Standard cost accounting doesn’t necessarily work for lean operations. Instead, lean accounting offers a simplified reporting alternative that generates more timely, relevant financial data. But it’s not right for every situation.
Lean manufacturers strive for continuous improvement and elimination of non-value-added activities. Rather than scheduling workflow from one functional department to another, these manufacturers organize their facilities into cross-functional work groups or cells.
Lean manufacturing is a “pull-demand” system, where customer orders jumpstart the production process. Lean companies view inventory not as an asset but as a waste of cash flow and storage space.
From a benchmarking standpoint, liquidity and profitability ratios tend to decline when traditional cost accounting methods are applied to newly improved operations. For example, to minimize inventory, companies transitioning from mass production to lean production must initially deplete in-stock inventories before producing more units.

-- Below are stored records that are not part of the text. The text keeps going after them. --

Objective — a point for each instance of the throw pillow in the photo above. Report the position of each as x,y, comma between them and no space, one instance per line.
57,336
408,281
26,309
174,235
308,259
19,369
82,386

They also must write off obsolete items. As they implement lean principles, many companies learn that their inventories were overvalued due to obsolete items and inaccurate overhead allocation rates (traditionally based on direct labor hours).
During the transition phase, several costs — such as deferred compensation and overhead expense — transition from the balance sheet to the income statement. Accordingly, lean manufacturers may initially report higher costs and, therefore, reduced profits on their income statements. In addition, their balance sheets initially show lower inventory.
Alone, these financial statement trends will likely raise a red flag among investors and lenders — and possibly lead to erroneous business decisions.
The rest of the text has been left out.